Post diet weight regain is a huge problem in today’s society. When you “diet”, you lose muscle. Since muscle is metabolically active, it requires a constant flow of energy to function. Both internal energy stores (i.e. body fat, muscle and liver glycogen, etc.) and external energy sources (food) provide your body with fuel. When you lose muscle, your body requires less fuel to perform the same tasks. …and less “required” energy ( a.k.a. a slower metabolism) increases your fat storing potential. Extra fuel that you do not need to power exercise, replenish energy stores, or grow, is stored internally in adipose tissue as “potential energy”.

The Issue: It takes time for you to regain the muscle that you lost while dieting and“restore” your metabolism to its former glory. Consequently, it is extremely easy to eat the world and pack on an obscene amount of body fat in a short period of time. You see, when you diet for a prolonged period of time, your body cues you to eat. To make matter worse, you deprive yourself from eating foods that you love and burn out. These two ingredients are a recipe for disaster and cause you to binge without care for its negative implications. In just a couple of months, you end up heavier than you were before you started your diet, and with less muscle mass and a slower metabolism. You are unhappy with the way you look, and the cycle repeats itself until your metabolism is fried. Sound familiar? If so, then I have your solution.
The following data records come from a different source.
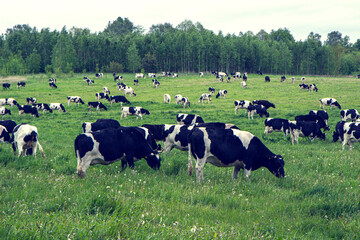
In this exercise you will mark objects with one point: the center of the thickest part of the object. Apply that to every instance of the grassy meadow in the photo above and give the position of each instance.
(44, 199)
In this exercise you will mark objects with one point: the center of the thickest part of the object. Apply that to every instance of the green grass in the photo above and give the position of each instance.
(318, 199)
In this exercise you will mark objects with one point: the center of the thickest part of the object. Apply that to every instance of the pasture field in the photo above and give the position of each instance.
(44, 199)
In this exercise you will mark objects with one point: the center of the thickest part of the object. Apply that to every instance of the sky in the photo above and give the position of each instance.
(300, 17)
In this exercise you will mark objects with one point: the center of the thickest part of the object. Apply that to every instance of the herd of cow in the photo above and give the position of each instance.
(223, 145)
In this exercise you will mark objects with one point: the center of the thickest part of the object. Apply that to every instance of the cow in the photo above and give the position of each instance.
(188, 119)
(99, 96)
(305, 129)
(118, 99)
(99, 125)
(329, 102)
(205, 96)
(242, 104)
(241, 150)
(75, 99)
(30, 100)
(351, 134)
(322, 113)
(28, 109)
(43, 106)
(349, 114)
(96, 105)
(138, 111)
(277, 125)
(57, 106)
(26, 139)
(167, 98)
(111, 145)
(257, 109)
(185, 102)
(21, 84)
(265, 103)
(221, 93)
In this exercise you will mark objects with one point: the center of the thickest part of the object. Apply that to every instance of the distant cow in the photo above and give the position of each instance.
(241, 150)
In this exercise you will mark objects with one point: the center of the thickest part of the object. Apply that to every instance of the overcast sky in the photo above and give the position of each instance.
(300, 17)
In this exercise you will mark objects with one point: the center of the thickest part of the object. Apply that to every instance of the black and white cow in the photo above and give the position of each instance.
(221, 93)
(204, 97)
(74, 99)
(43, 106)
(96, 105)
(321, 113)
(257, 109)
(277, 125)
(26, 139)
(57, 106)
(28, 109)
(242, 104)
(118, 99)
(351, 134)
(231, 148)
(137, 111)
(329, 102)
(98, 148)
(99, 125)
(30, 100)
(305, 129)
(21, 84)
(349, 114)
(188, 119)
(265, 103)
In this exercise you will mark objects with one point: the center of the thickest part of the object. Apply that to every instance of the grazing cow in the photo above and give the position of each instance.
(265, 103)
(351, 134)
(277, 125)
(242, 104)
(110, 145)
(6, 86)
(257, 109)
(99, 96)
(349, 114)
(26, 137)
(43, 106)
(96, 105)
(241, 150)
(21, 84)
(185, 102)
(221, 93)
(9, 125)
(28, 109)
(138, 111)
(8, 101)
(322, 113)
(75, 99)
(329, 102)
(99, 125)
(118, 99)
(205, 96)
(167, 98)
(305, 129)
(57, 106)
(30, 100)
(188, 119)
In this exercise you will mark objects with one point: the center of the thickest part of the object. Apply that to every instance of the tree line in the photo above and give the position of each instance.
(188, 47)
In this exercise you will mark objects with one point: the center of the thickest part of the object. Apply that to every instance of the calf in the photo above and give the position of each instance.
(98, 148)
(97, 105)
(241, 150)
(349, 114)
(188, 119)
(26, 137)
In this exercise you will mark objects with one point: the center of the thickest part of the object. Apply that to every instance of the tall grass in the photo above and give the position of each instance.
(318, 199)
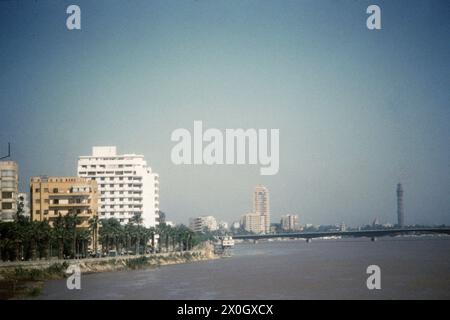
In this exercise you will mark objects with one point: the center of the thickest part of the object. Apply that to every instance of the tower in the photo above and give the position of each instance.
(400, 213)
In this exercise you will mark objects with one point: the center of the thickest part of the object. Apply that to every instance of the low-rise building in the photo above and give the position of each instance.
(54, 196)
(9, 190)
(290, 222)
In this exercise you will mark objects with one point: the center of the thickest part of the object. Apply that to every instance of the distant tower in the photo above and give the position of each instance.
(400, 213)
(261, 207)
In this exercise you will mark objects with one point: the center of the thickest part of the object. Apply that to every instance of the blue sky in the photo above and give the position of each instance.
(358, 110)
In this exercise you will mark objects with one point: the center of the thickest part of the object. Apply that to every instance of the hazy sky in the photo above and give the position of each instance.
(358, 110)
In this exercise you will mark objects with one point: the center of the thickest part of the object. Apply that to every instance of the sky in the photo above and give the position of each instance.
(358, 110)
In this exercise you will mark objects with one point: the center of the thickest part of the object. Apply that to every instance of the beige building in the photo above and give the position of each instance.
(54, 196)
(199, 224)
(290, 222)
(9, 190)
(261, 206)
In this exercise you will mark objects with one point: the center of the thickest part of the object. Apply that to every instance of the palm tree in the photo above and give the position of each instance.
(152, 232)
(71, 221)
(93, 227)
(59, 233)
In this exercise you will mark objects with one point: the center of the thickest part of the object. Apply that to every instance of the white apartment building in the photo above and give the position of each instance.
(127, 186)
(9, 190)
(199, 224)
(261, 206)
(253, 222)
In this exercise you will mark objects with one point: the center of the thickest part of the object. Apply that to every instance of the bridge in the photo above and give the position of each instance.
(373, 234)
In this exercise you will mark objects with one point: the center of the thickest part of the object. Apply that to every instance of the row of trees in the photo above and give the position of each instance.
(30, 240)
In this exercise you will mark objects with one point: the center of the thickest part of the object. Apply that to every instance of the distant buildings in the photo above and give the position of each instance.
(203, 223)
(223, 225)
(258, 221)
(400, 213)
(261, 206)
(127, 185)
(54, 196)
(24, 204)
(253, 222)
(236, 225)
(290, 222)
(9, 190)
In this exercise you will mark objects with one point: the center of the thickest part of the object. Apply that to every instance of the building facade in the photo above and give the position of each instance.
(9, 190)
(290, 222)
(253, 222)
(400, 212)
(261, 206)
(126, 184)
(201, 223)
(55, 196)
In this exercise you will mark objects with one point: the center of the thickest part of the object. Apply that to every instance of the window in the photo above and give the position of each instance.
(7, 184)
(7, 205)
(8, 173)
(7, 195)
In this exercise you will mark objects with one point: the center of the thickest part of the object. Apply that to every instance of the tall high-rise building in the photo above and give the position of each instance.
(9, 190)
(400, 213)
(127, 185)
(289, 222)
(261, 207)
(55, 196)
(253, 222)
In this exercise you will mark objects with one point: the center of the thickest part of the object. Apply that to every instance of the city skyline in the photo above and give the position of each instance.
(358, 111)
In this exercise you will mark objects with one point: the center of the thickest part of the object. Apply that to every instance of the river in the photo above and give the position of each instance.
(411, 268)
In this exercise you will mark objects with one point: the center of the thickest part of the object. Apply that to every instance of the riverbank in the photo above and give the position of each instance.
(19, 280)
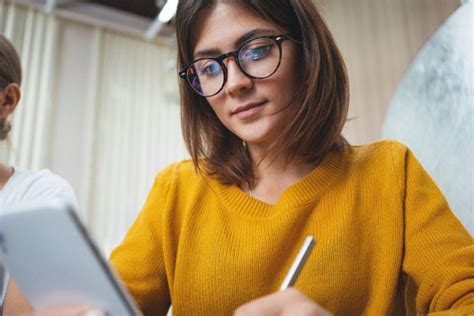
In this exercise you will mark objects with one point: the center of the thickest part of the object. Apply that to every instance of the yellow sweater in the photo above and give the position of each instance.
(386, 240)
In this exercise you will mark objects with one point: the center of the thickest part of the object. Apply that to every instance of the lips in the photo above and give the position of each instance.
(248, 110)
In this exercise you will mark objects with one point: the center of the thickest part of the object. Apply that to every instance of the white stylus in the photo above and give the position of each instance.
(299, 262)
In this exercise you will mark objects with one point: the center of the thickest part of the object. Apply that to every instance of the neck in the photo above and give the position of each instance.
(5, 174)
(273, 174)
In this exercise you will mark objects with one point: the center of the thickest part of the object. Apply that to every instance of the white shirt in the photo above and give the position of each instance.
(26, 186)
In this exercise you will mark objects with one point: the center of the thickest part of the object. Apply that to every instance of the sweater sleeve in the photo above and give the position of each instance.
(139, 259)
(439, 252)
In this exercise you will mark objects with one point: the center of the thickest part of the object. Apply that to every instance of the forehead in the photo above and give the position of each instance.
(222, 25)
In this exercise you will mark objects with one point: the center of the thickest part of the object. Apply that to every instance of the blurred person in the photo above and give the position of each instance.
(18, 185)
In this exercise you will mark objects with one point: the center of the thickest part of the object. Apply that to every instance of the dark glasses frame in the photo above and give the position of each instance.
(278, 39)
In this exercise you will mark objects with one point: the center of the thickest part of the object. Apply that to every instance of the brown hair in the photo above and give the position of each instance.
(322, 98)
(10, 72)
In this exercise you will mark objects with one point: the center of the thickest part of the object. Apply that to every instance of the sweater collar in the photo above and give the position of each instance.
(305, 191)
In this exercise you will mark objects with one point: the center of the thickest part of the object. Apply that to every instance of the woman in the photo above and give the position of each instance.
(19, 185)
(264, 98)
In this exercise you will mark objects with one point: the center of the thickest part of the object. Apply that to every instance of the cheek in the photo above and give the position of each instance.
(217, 106)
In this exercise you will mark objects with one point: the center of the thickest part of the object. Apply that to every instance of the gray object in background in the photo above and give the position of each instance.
(433, 110)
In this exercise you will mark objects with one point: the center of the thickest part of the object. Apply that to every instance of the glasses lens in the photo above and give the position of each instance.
(206, 76)
(260, 58)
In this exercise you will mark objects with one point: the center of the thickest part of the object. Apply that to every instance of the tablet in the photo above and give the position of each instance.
(49, 253)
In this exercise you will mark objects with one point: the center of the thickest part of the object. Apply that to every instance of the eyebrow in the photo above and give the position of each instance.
(242, 39)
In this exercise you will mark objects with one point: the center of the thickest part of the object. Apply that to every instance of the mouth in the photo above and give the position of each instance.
(248, 110)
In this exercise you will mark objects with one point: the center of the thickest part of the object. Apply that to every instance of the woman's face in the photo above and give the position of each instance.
(250, 108)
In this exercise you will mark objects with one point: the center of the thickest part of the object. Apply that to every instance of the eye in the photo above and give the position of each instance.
(257, 52)
(210, 69)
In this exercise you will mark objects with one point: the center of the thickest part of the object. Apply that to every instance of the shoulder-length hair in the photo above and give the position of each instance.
(315, 125)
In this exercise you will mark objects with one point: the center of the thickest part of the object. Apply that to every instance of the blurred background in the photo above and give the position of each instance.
(101, 105)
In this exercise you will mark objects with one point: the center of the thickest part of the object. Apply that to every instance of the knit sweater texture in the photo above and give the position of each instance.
(387, 242)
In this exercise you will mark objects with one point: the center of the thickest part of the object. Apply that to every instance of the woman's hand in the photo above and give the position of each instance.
(286, 303)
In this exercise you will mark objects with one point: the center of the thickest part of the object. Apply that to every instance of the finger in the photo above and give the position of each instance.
(83, 310)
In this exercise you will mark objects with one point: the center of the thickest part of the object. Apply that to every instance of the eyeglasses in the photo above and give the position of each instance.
(258, 58)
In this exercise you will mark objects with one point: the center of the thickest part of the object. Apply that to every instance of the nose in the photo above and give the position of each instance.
(237, 81)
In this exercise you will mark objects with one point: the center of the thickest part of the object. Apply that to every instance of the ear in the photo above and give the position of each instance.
(9, 98)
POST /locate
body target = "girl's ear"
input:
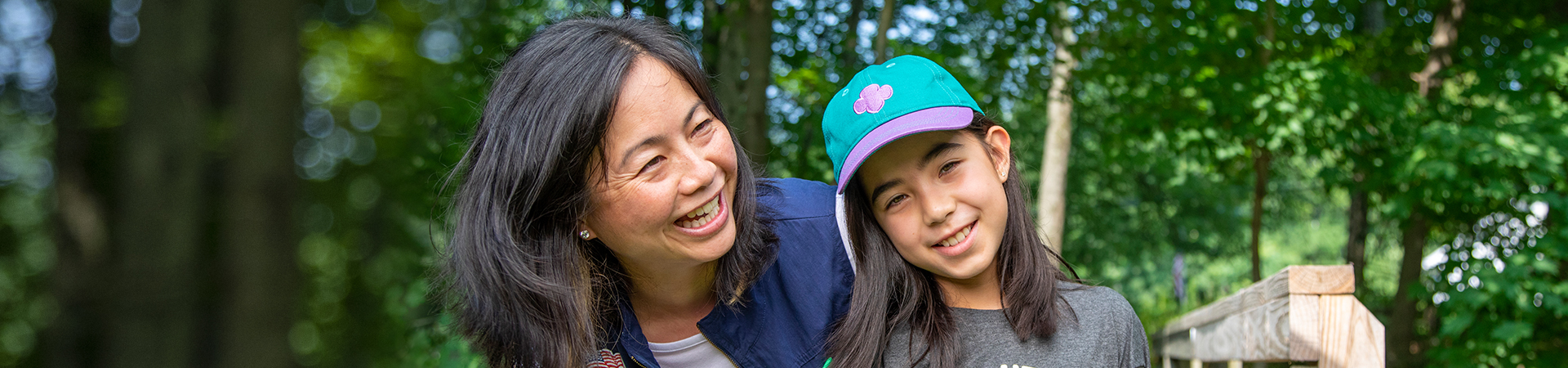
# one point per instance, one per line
(1000, 148)
(586, 233)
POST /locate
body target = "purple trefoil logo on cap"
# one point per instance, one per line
(872, 98)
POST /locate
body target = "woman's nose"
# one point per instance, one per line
(698, 172)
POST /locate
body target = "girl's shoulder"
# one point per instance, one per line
(1097, 306)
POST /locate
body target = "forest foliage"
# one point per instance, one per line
(1174, 105)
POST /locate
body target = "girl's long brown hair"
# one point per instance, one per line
(889, 291)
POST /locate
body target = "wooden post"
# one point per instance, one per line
(1303, 313)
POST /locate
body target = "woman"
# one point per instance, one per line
(608, 218)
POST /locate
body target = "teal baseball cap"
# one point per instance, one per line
(889, 101)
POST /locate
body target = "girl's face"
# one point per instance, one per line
(668, 175)
(940, 199)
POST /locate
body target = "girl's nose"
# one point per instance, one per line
(938, 208)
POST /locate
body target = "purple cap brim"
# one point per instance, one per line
(929, 120)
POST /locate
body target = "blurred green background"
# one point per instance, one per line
(264, 183)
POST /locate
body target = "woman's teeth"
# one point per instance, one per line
(700, 216)
(957, 238)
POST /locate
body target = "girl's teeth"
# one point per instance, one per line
(956, 240)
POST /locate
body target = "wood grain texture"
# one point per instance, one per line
(1322, 279)
(1305, 332)
(1302, 313)
(1178, 345)
(1280, 285)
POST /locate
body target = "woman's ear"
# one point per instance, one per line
(1000, 150)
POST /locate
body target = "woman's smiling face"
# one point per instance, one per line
(940, 199)
(668, 177)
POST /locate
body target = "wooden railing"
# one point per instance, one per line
(1303, 315)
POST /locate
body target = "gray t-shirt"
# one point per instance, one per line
(1106, 334)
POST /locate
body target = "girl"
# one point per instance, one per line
(951, 267)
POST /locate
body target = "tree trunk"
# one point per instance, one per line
(257, 241)
(852, 38)
(1402, 347)
(80, 218)
(1259, 191)
(1445, 30)
(1402, 342)
(1058, 132)
(1356, 216)
(712, 35)
(760, 74)
(1356, 228)
(883, 22)
(158, 221)
(1261, 161)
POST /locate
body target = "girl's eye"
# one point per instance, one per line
(894, 200)
(651, 164)
(949, 167)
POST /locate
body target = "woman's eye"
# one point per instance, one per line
(651, 164)
(702, 128)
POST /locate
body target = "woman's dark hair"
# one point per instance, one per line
(889, 291)
(524, 288)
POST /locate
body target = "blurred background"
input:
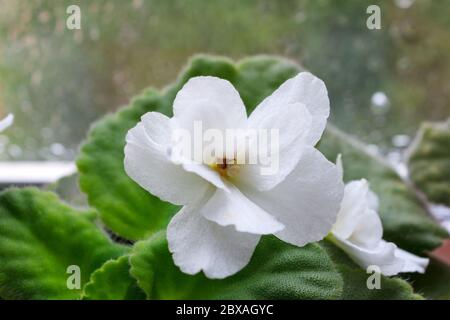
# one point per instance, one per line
(382, 83)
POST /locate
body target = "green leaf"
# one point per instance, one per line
(113, 282)
(435, 283)
(68, 190)
(124, 207)
(277, 271)
(355, 280)
(133, 213)
(40, 237)
(429, 161)
(405, 220)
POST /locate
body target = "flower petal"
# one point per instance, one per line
(6, 122)
(147, 163)
(206, 173)
(293, 122)
(382, 256)
(413, 263)
(353, 206)
(233, 208)
(307, 201)
(308, 90)
(199, 244)
(213, 101)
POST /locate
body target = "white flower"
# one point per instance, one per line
(227, 208)
(358, 231)
(6, 122)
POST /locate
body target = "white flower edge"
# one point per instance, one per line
(6, 122)
(220, 223)
(358, 232)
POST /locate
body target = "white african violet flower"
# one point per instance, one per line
(6, 122)
(226, 210)
(358, 231)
The Solution: Reverse dieting. When you diet, you slowly and methodically reduce your caloric intake over time. You watch your progress measures and decrease your caloric intake when you stall. When you “reverse” diet, you do the exact opposite. You watch your progress measures and increase your caloric intake when need be.

The following sections overview reverse dieting and its misconceptions, and provide practical guidelines for structuring a reverse diet.

Reverse Dieting Misconceptions

Misconception: You are not supposed to gain weight during a properly planned reverse diet.

Truth: It is difficult to maintain or lose weight while reverse dieting. To not gain weight, you must increase your caloric intake at a snails pace, stick to your plan every single day without deviating, and/or be genetically gifted.You do not want to "maintain" or lose weight while reverse dieting. Think about it. When you diet for a prolonged period of time, you lose muscle mass. It is inevitable. If you have not gained weight during your reverse diet, then you probably have not regained the hard earned muscle that you lost during your prep or dieting period either.Alter your mindset. Be realistic. Through a properly planned reverse diet, you should increase your metabolic rate, minimize excessive weight regain, and improve your relationship with food. Let's be real... Dieting is tough and can hinder your relationship with food. It happens. But starting a reverse diet with unrealistic expectations will only exacerbate that problem, and you will end up obsessing over your daily macronutrient goals just as much as you did during your dieting phase. That is not healthy. Enjoy the process, and embrace the extra body weight. It will not kill you.

Planning a Reverse Diet

The Big Picture: Like training, there is no right or wrong way to reverse diet. Different reverse dieting methods produce different outcomes. If you increase your caloric intake more quickly, then expect to regain fat, muscle, strength, and recover your metabolic rate more rapidly. Contrarily, if you increase your caloric intake more slowly, then expect the exact opposite.

Consider these points:

Reverse dieting is dieting, there is no way around it. The last thing that most people want to do post show is to continue dieting. If you fall into this category, then consider increasing your caloric intake more quickly.For those of you who compete regularly, your time is precious. A longer reverse dieting period will reduce the amount of time that you have to make improvements in your “offseason”. If you fall into this category, then consider increasing your caloric intake more quickly.